A review of the records in Cause No. F95-45816-L reflects that Applicant was represented by attorneys who exercised all of the skill and expertise which one could reasonably expect of an attorney and that Applicant was in no way denied his right to effective assistance of counsel either at trial or on appeal.Ex parte Sledge, at 33. On the basis of the trial court's findings, the Texas Court of Criminal Appeals denied relief without written order. Id., at cover. Again, this was an adjudication on the merits. Singleton, 178 F.3d at 384; Ex parte Torres, 943 S.W.2d at 472.

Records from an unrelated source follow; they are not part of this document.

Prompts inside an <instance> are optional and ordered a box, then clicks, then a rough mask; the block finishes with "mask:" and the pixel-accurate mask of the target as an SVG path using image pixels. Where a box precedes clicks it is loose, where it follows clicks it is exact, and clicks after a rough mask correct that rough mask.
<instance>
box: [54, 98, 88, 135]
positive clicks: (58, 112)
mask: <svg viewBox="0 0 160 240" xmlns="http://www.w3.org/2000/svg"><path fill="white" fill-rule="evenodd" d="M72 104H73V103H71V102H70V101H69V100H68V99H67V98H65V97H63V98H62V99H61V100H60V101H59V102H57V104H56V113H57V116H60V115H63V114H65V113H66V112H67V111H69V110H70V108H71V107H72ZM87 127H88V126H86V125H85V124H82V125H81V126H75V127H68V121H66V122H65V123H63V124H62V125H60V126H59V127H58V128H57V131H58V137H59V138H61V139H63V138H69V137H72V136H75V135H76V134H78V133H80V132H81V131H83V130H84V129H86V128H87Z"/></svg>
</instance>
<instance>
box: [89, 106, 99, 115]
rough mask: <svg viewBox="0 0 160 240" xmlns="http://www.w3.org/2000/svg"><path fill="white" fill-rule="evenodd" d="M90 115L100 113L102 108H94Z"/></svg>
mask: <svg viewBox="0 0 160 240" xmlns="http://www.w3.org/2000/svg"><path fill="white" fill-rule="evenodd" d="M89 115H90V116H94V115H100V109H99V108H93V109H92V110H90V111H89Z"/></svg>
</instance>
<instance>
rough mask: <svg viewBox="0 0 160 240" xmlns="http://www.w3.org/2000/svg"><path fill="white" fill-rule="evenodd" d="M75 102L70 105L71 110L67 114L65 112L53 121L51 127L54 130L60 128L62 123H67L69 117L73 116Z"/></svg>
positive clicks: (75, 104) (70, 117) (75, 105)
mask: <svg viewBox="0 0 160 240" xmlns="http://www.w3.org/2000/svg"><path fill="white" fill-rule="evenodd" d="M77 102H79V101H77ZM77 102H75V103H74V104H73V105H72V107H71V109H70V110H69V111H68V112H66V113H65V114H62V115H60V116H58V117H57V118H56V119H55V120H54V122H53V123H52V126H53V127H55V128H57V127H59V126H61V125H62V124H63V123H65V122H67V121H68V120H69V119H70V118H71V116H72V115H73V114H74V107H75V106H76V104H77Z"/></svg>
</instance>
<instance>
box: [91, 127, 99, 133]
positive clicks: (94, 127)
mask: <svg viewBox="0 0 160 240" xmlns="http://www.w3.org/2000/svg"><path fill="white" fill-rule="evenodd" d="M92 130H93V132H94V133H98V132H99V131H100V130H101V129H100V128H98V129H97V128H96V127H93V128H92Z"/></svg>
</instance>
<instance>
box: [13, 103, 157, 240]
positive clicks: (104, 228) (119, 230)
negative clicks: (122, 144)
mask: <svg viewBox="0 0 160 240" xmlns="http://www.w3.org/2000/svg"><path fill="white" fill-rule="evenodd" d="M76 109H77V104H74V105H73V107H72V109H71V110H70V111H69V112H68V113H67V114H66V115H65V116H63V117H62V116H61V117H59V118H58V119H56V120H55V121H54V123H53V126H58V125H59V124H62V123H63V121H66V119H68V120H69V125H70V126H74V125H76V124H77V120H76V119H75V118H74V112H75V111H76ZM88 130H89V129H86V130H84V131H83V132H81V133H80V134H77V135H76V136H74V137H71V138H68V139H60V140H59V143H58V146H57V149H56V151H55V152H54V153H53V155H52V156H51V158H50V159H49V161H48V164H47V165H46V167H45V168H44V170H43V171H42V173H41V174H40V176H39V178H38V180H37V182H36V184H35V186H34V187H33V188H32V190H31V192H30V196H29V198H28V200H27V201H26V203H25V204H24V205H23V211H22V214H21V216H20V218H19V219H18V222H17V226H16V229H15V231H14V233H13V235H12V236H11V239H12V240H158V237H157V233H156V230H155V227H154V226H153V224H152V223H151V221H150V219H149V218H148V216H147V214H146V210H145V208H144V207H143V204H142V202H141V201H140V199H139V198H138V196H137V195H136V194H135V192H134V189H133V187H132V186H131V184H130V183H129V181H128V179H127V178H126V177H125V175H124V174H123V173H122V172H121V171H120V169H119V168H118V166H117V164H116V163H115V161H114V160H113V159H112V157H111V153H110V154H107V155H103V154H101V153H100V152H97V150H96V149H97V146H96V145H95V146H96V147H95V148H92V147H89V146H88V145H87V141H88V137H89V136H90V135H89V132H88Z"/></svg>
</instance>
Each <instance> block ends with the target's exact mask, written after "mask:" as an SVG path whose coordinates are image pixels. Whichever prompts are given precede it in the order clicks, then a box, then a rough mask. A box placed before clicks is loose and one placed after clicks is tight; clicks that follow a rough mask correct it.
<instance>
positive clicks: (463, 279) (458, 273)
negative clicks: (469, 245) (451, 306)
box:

Petitioner has failed to show deficient performance regarding his allegation that counsel was ineffective for failing to object or challenge the State's request for supplementation of the record as untimely and failing to brief the issues. Furthermore, Petitioner has failed to demonstrate that his appellant counsel's deficiencies prejudiced his case. He failed to explain how such an objection regarding the timeliness of the State's motion to supplement the record on appeal would have had merit and would have been successful, and how, in fact, it would have affected the outcome of the case. Further, Petitioner has failed to demonstrate that but for counsel's failure to submit a timely brief to the Court of Appeals, he would have actually prevailed on appeal. Strickland, 466 U.S. at 687; Smith, 528 U.S. at 286. Petitioner's claim of ineffective assistance of counsel is denied.
Conclusion
Petitioner procedurally defaulted his ex post facto violation claim. Further, he failed to show that the state court adjudications of his other two claims resulted in a decision that was contrary to, or involved an unreasonable application of, clearly established federal law. 28 U.S.C. § 2254(d). Additionally, he did not show that the adjudication resulted in a decision that was based on an unreasonable determination of the facts in light of the evidence presented in the state court. Id. The petition for writ of habeas corpus pursuant to 28 U.S.C. § 2254 is DENIED.